Motor Control Center (MCC) Buckets

A motor control center (MCC) is an assembly of one or more enclosed sections having a common power bus  with multiple motor control units.   They can be set up for indoor or outdoor use, have deep or shallow frames, as well as 2 sided configurations.  They can be used to control one or many machines, as well as being the electrical service entrance for a factory.

Motor control centers are usually used for low voltage three phase alternating current motors from 208 V to 600 V. Medium-voltage motor control centers are made for large motors running at 2300 V to around 15000 V, using vacuum contactors for switching and with separate compartments for power switching and control.  They can include variable frequency drives, programmable controllers and metering devices. 

Each motor controller called a bucket contains a contactor or a solid-state motor controller, overload relays to protect the motor, fuses or a circuit breaker to provide short-circuit protection, and a disconnecting switch to isolate the motor circuit. Three-phase power enters each controller through separable connectors. The motor is wired to terminals in the controller. Motor control centers provide wire ways for field control and power cables.

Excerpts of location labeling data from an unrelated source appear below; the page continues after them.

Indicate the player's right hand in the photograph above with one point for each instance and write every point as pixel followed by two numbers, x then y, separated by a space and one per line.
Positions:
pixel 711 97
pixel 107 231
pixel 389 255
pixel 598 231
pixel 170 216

Each bucket in an MCC can be specified with a range of options such as separate control transformers, pilot lamps, control switches, extra control terminal blocks, various types of thermal or solid-state overload protection relays, or various classes of power fuses or types of circuit breakers. A motor control center can either be supplied ready for the customer to connect all field wiring, or can be an engineered assembly with internal control and interlocking wiring to a central control terminal panel board or programmable controller.

When a MCC bucket fails, there are three options.  The first is to have your unit rebuilt which can take time and be costly.  The second is to find a used replacement, which tends to be the most economical and fastest.  The third is to go new, which can be tough since the manufacturer may no longer manufacture or support your bucket and then you will need to replace other components in an effort to get your system up and running.